先々週は国立科学博物館のダイオウイカで誤魔化しましたが、8月4日にNHK『日曜美術館』で神護寺が放映される危機感から、その前日に東京国立博物館の『神護寺展』に美月と再チャレンジしました。
猛暑の中、券売機前の行列にイライラしながらも、何とか熱中症で倒れる前に入館を果たすことが出来ました。
異様に高まる『神護寺展』への興奮を抑えるため、美月と話し合って、まずは常設展から拝観することにしました。
ところが常設展も『神護寺展』と連動して、不動明王や大日如来など、多くの密教仏展示に切り替わっていたのです。
まず入室して度肝を抜かれたのが大威徳明王像です。
これは浅草寺蔵のご尊格で、『乗り仏』好きな私にとっては、東寺の講堂で出逢って以来の水牛乗り大威徳明王に「はあぁぁ~」とため息をつくしかありませんでした。
その横に大好物の如意輪観音菩薩がおられるから堪りません。
これは東博所蔵なのですが、切れ長の目が実に艶々しいご尊格で、「ふうぅぅ~」と吐息をつくことしか出来ませんでした。
そして今年の年賀状写真にもした興福寺伝来の文殊菩薩騎獅像渡海像が再登場されるに至っては、もう『神護寺展』へは行かなくても良いのでないかとさえ思ってしまいました。
ところが更に追い打ちをかけるように何故かこのお方が展示の中におられたのです。
「うわぁぁ|」と思わず後退りしてしまいました。
まさかの元三慈恵大師像です。
しかも今年の遊行で拝観した滋賀金剛輪寺の元三慈恵大師像が上野に出張されていたのです。
滋賀金剛輪寺は湖東三山に数えられる天台宗の古刹で、参道に地蔵菩薩石像が延々と並ぶ様は神秘的で大感動したばかりです。

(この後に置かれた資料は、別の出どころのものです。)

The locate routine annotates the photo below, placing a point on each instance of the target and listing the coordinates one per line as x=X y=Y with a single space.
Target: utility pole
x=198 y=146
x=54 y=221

しかし『神護寺展』連動すると言いながら、何故第18代比叡山延暦寺天台座主の元三慈恵大師像が展示されているのか全くわかりませんでした。
更には、真言宗の素晴らしいご尊格が展示されている中で、地味な上人像を拝観する人など皆無に近く、孤独で寂しい有り様が気の毒でなりませんでした。
元三慈恵大師研究家として、ぽつんと人気もなくご尊像が置かれている状況にはとても我慢することが出来ません。
しばらくすると、通り過ぎる観客達に聞こえるように、美月を相手に漫才さながらご尊像の前で元三慈恵大師を説明している自分がいました。
「この上人像は比叡山中興の祖と言われる元三慈恵大師良源で、有名な角大師や豆大師の護符となったお大師様で・・」
ところが残念ながら見学者の大半は外国人、日本人にしても夏休みの宿題の課題を捜しに来ている仏教とは無縁の親子連ればかりです。
すっかり私と美月は、『神護寺展』を拝観する前に、周囲から変人扱いするような白い目に晒されてしまうこととなりました。
しかしながら東博に鎮座する滋賀金剛輪寺の元三慈恵大師像に、自称広告大使の私と美月は「良くおいで下さいました」と誇らしく手を合わせることが出来ました。